Something in the narration gave me pause, though. They said that 1981 was the Jets' first winning season since 1969. That sounded so weird that I had to look it up, and it turns out it was accurate. This information, plus a little more digging, only confirmed something that I'd suspected for a long-time: I know who the most overrated player in football history and the least-deserving Pro Football Hall of Famer is, and he wants to kiss you.

One look at Joe Wille Namath's stats tells most of this story. Several things stand out. The Super Bowl III year, 1968 ('69 playoffs) was Namath's fourth season and his third over 3,000 yards, something he would never do again, even though he played every game in three more seasons and all but one in a fourth. Most strking to me, though, is this: in his rookie year, Namath threw 18 TDs and 15 interceptions. In his 12 other NFL/AFL seasons, only once would Namath ever throw more (or even as many) touchdowns as interceptions (1969, 19/17). For his career, Namath threw 47 more interceptions than touchdowns. That's downright bad. Here's a sense of how bad it is: 10 other quarterbacks who played in at least one of the same seasons in which Namath played are in the Hall of Fame. Of those 10, nine of them--Starr, Staubach, Tarkenton, Unitas, Jurgensen, Griese, Fouts, Dawson, and Bradshaw--threw more touchdowns than interceptions in their career. The 10th, George Blanda, is in the Hall as much for kicking and freakish longevity as for quarterbacking, but even he had a better ratio (236 TDs, 277 INTs).

Clearly, the injury bug was a major factor in Namath not having a better career; after 1969, he only played in 9 games the following two seasons, and then after one healthy season, only 6 the next. From 1974-76 he played all but three games, but was no doubt a lesser player due to repeated knee injuries.

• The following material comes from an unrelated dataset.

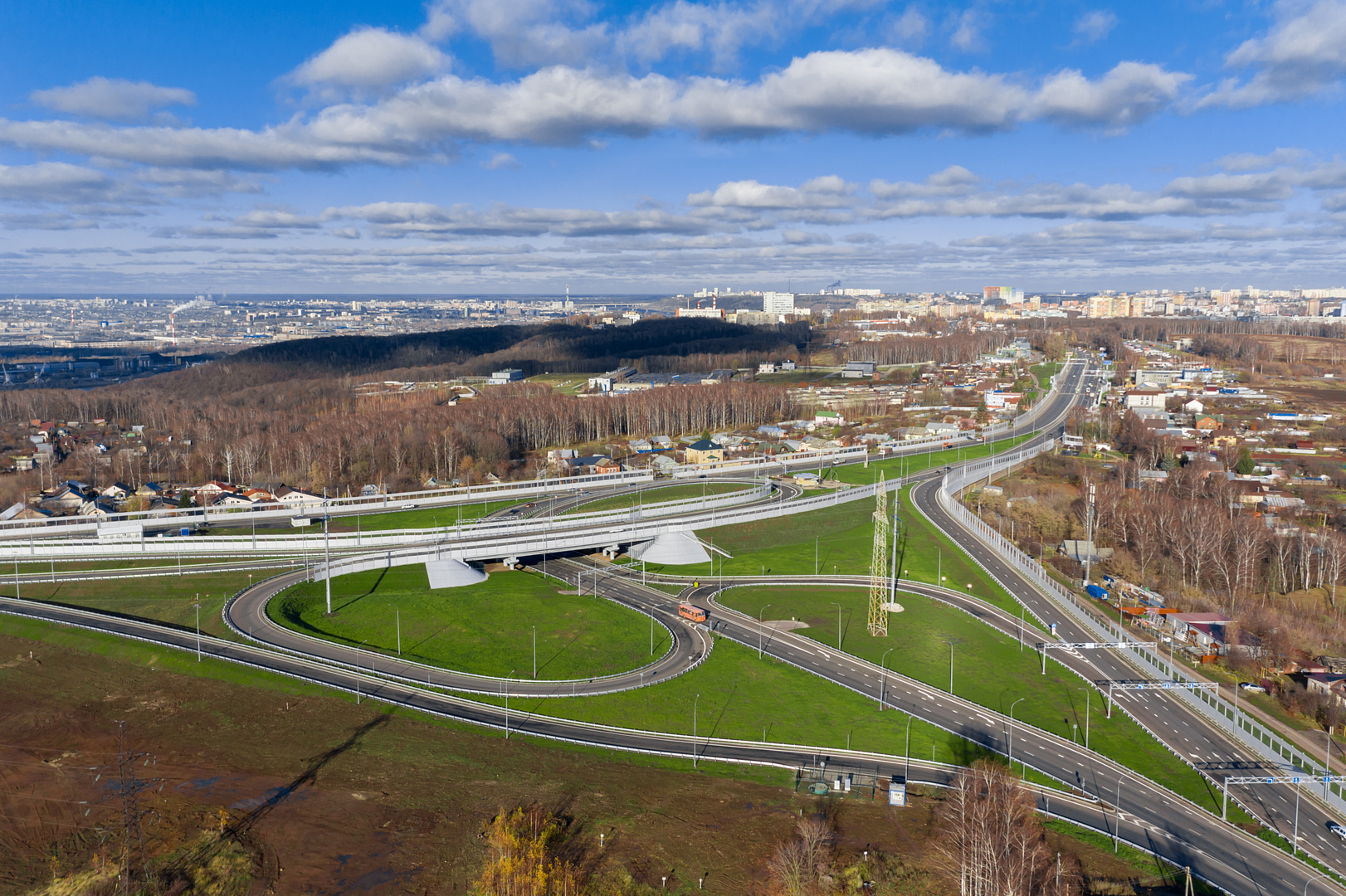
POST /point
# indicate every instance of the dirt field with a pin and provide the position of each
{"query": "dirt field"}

The bottom line is that Namath's in the Hall for one game, Super Bowl III, in which he threw zero touchdown passes and for 206 yards. He's also in the Hall for charisma and for what might have been had he stayed healthy. All three of these are really bad reasons to be in the Hall of Fame. Luckily, football hasn't enshrined stinkers while keeping out much better candidates in the way baseball often has. Here, though, the gatekeepers were caught napping.